Q: Have you made other adaptations of CFTSI?
Dr. Marans: Yes. We recognized we needed to modify or adapt CFTSI for a younger child population, so we developed a Young Child version of CFTSI for children 3 to 6 years old. We are currently piloting this version, and training people to use it, and we are looking at results as they emerge.
Also, after designing a number of protocols for clinicians and police officers responding to acute trauma, we’ve taken what we’ve learned and we have worked with the International Association of Chiefs of Police and US Dept of Justice to disseminate what we have learned to law enforcement agencies across the country. With funding support from the Justice Department, we developed a toolkit entitled Enhancing Police Responses to Children Exposed to Violence, and an available two-day training for interested police agencies. The toolkit provides a range of practical approaches that officers can use, with or without the presence of mental health professionals, when responding to calls for service involving children and families who have been involved in violence and other catastrophic events. Our aim is to make the toolkit available to law enforcement professionals throughout the country.

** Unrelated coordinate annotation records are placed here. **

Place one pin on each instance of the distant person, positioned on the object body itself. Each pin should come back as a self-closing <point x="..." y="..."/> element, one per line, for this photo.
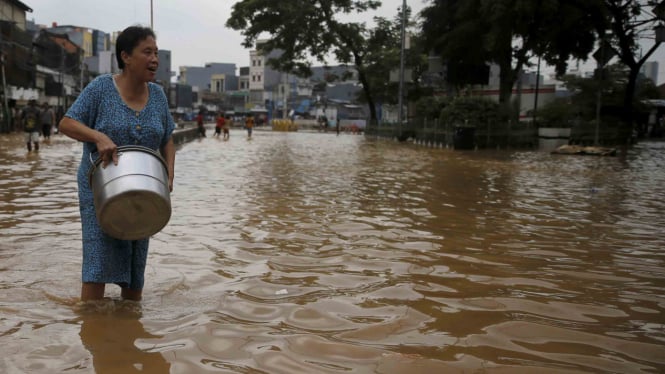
<point x="225" y="128"/>
<point x="249" y="125"/>
<point x="199" y="124"/>
<point x="30" y="120"/>
<point x="47" y="117"/>
<point x="119" y="110"/>
<point x="58" y="117"/>
<point x="219" y="123"/>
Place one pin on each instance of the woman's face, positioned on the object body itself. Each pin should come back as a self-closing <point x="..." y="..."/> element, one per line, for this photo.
<point x="144" y="60"/>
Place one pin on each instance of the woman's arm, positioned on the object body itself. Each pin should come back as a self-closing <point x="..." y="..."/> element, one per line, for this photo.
<point x="168" y="152"/>
<point x="107" y="150"/>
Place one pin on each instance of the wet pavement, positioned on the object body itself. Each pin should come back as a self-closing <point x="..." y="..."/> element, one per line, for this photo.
<point x="316" y="253"/>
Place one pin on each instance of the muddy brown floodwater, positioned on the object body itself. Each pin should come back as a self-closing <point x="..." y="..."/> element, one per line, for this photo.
<point x="316" y="253"/>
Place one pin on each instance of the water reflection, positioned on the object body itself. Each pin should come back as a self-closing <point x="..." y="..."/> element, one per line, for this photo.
<point x="110" y="331"/>
<point x="305" y="253"/>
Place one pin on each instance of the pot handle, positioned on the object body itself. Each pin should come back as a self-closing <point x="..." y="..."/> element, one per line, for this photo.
<point x="93" y="162"/>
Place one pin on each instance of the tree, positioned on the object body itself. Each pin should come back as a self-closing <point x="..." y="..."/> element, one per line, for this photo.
<point x="628" y="23"/>
<point x="510" y="33"/>
<point x="305" y="29"/>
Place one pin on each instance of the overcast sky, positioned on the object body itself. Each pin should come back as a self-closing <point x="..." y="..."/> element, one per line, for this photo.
<point x="194" y="30"/>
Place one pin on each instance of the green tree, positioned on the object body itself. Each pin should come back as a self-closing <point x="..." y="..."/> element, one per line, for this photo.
<point x="627" y="24"/>
<point x="509" y="33"/>
<point x="306" y="29"/>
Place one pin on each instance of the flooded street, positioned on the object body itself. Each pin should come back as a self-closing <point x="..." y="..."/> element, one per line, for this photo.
<point x="316" y="253"/>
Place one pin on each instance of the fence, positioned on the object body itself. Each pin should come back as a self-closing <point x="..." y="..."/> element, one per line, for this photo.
<point x="489" y="135"/>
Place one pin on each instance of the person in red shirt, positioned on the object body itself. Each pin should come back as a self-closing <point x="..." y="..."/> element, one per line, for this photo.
<point x="220" y="124"/>
<point x="199" y="124"/>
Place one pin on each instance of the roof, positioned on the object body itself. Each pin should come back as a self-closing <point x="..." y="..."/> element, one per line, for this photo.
<point x="21" y="5"/>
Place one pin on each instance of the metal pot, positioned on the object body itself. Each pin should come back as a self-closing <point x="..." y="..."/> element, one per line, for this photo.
<point x="132" y="199"/>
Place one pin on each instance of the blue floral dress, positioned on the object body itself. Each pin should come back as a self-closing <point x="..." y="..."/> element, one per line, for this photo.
<point x="106" y="259"/>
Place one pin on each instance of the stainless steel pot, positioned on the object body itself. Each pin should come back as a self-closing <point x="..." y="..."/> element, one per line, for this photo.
<point x="132" y="199"/>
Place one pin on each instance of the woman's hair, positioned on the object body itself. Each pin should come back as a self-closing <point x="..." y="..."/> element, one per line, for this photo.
<point x="128" y="39"/>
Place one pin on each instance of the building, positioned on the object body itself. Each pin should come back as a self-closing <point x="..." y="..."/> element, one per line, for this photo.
<point x="14" y="11"/>
<point x="201" y="77"/>
<point x="17" y="84"/>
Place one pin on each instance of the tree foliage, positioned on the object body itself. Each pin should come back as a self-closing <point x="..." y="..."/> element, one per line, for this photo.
<point x="469" y="110"/>
<point x="303" y="30"/>
<point x="627" y="23"/>
<point x="470" y="33"/>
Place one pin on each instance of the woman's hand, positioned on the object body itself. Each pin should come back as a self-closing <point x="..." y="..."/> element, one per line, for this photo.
<point x="107" y="150"/>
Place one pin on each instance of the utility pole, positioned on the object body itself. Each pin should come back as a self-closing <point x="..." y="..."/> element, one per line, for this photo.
<point x="400" y="98"/>
<point x="62" y="79"/>
<point x="535" y="101"/>
<point x="5" y="107"/>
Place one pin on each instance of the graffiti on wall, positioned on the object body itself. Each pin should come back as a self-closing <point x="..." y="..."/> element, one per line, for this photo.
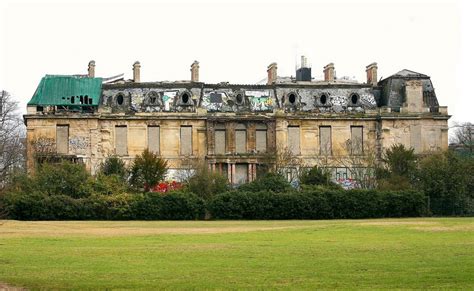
<point x="217" y="100"/>
<point x="260" y="100"/>
<point x="169" y="99"/>
<point x="78" y="144"/>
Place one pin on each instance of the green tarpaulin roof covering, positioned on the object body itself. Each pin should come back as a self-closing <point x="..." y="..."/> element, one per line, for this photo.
<point x="67" y="90"/>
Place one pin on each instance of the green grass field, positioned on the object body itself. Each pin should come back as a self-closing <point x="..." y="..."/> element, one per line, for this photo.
<point x="388" y="253"/>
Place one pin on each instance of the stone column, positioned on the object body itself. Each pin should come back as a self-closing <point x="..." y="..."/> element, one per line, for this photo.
<point x="136" y="72"/>
<point x="329" y="72"/>
<point x="91" y="69"/>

Q: Many of Healing Magazine’s readers are clinicians. Do you have some general advice for them regarding the treatment of children who have experienced traumatic events?
Dr. Marans: I would emphasize the importance of trauma-specific training for clinicians treating children who have been exposed to traumatic events. In situations that are most horrific, all of us as human beings have a natural abhorrence and rejection of the experience of being helpless. A very natural inclination, in response to our upset, is the wish to become active , to make things better, to offer ourselves up as a way of not only dealing with our desire to help our fellow human beings but also as a way of attempting to master our own upset.

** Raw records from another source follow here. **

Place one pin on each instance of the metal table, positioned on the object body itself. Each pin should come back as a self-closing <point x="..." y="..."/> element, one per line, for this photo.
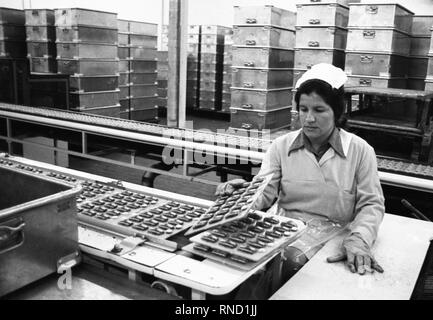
<point x="420" y="128"/>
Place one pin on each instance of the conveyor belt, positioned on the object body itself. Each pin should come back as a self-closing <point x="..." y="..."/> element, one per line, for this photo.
<point x="234" y="141"/>
<point x="405" y="168"/>
<point x="113" y="208"/>
<point x="396" y="166"/>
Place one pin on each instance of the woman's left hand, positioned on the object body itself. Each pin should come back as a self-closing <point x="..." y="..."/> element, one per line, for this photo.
<point x="357" y="254"/>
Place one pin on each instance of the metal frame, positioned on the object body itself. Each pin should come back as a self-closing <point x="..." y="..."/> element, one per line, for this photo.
<point x="87" y="131"/>
<point x="253" y="157"/>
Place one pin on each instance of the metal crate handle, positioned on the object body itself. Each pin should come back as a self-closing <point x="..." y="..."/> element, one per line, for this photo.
<point x="365" y="82"/>
<point x="6" y="235"/>
<point x="371" y="9"/>
<point x="366" y="59"/>
<point x="369" y="34"/>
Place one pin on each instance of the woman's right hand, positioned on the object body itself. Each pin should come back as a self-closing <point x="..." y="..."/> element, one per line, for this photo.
<point x="227" y="188"/>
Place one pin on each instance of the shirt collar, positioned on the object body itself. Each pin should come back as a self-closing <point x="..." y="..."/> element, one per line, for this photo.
<point x="334" y="141"/>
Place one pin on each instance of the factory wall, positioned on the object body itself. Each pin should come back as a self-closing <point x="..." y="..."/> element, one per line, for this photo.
<point x="200" y="11"/>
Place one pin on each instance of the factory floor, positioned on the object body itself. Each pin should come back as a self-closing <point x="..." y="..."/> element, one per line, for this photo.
<point x="198" y="121"/>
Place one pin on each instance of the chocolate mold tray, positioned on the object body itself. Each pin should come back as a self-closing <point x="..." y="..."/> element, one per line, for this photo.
<point x="231" y="208"/>
<point x="251" y="238"/>
<point x="111" y="206"/>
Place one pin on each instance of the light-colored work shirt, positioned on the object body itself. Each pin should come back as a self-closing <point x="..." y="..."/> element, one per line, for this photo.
<point x="342" y="187"/>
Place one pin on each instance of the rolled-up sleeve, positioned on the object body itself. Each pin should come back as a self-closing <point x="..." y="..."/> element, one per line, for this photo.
<point x="370" y="203"/>
<point x="271" y="164"/>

For example, in the aftermath of mass casualty events there is a wonderful demonstration of kindness, and sincere appreciation for the suffering of others, and behavioral health professionals have often volunteered services and even travel to be of assistance to affected communities. I’m not suggesting that is a bad thing, but it often is carried out by people who may be very invested and mean well, but who often have little experience in treating acute trauma.

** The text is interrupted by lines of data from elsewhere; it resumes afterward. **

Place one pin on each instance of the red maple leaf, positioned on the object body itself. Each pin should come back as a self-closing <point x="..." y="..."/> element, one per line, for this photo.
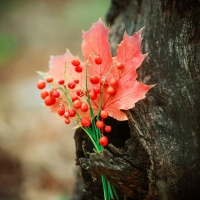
<point x="95" y="43"/>
<point x="128" y="90"/>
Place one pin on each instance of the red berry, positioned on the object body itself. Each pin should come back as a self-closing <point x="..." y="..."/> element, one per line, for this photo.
<point x="99" y="124"/>
<point x="113" y="82"/>
<point x="61" y="82"/>
<point x="76" y="81"/>
<point x="120" y="65"/>
<point x="78" y="69"/>
<point x="84" y="107"/>
<point x="67" y="121"/>
<point x="61" y="111"/>
<point x="71" y="112"/>
<point x="55" y="94"/>
<point x="44" y="94"/>
<point x="85" y="122"/>
<point x="97" y="90"/>
<point x="93" y="95"/>
<point x="107" y="129"/>
<point x="41" y="84"/>
<point x="94" y="79"/>
<point x="103" y="114"/>
<point x="50" y="92"/>
<point x="103" y="82"/>
<point x="98" y="60"/>
<point x="74" y="99"/>
<point x="49" y="79"/>
<point x="71" y="85"/>
<point x="77" y="104"/>
<point x="66" y="115"/>
<point x="110" y="90"/>
<point x="79" y="93"/>
<point x="103" y="141"/>
<point x="49" y="101"/>
<point x="75" y="62"/>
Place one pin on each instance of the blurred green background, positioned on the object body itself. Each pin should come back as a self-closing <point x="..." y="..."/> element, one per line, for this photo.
<point x="37" y="151"/>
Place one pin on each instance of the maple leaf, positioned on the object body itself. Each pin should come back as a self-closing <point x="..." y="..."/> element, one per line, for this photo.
<point x="128" y="90"/>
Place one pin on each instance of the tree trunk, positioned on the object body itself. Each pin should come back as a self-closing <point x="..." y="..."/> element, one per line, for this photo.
<point x="156" y="154"/>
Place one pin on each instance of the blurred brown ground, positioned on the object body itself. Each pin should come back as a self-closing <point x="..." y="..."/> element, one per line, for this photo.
<point x="37" y="149"/>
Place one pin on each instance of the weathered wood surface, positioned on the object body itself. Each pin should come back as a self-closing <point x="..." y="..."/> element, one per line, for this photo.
<point x="159" y="157"/>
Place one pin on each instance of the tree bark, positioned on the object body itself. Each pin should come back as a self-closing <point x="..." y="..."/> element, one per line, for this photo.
<point x="156" y="155"/>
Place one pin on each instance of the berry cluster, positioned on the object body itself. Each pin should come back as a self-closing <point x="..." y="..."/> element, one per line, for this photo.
<point x="76" y="105"/>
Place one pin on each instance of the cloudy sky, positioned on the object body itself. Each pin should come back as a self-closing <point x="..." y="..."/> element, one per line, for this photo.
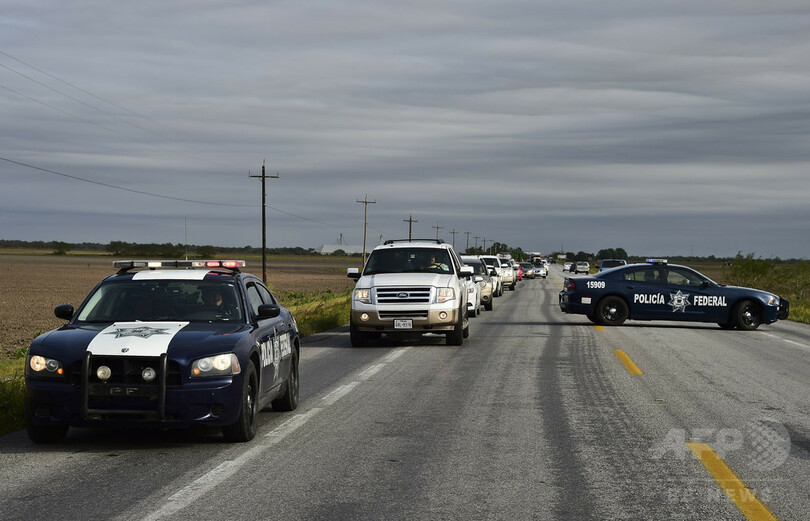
<point x="664" y="128"/>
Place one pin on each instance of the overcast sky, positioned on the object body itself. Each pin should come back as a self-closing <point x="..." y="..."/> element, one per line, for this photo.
<point x="664" y="128"/>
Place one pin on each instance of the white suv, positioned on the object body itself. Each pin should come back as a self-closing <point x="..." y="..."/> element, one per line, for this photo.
<point x="409" y="288"/>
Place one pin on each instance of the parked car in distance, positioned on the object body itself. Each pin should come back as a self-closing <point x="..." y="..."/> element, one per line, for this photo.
<point x="606" y="264"/>
<point x="581" y="267"/>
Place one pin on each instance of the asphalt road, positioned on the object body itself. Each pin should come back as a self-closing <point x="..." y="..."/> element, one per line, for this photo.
<point x="536" y="416"/>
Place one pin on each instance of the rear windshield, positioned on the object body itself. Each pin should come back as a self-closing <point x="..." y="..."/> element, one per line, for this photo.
<point x="162" y="300"/>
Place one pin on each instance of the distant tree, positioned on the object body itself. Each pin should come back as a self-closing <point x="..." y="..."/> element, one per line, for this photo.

So our job really has been to take what we’ve learned, and as quickly as we can, help to strengthen and support the local resources within a community – and, when they don’t exist, to help a community build them. Of course whenever possible, we see families and children directly in our clinic, but our primary aim is often to share our experience and knowledge about best practices that can be employed by different sectors of the community – whether it is with the hospital-based health care providers, or the broader community of primary health care providers, including those in family practice and pediatrics and internal medicine, police agencies and local community and political leadership.
Our aim is always to help communities consider how they can be most effective in dealing with traumatically impacted a children and families in the days and months following a tragic, overwhelming event.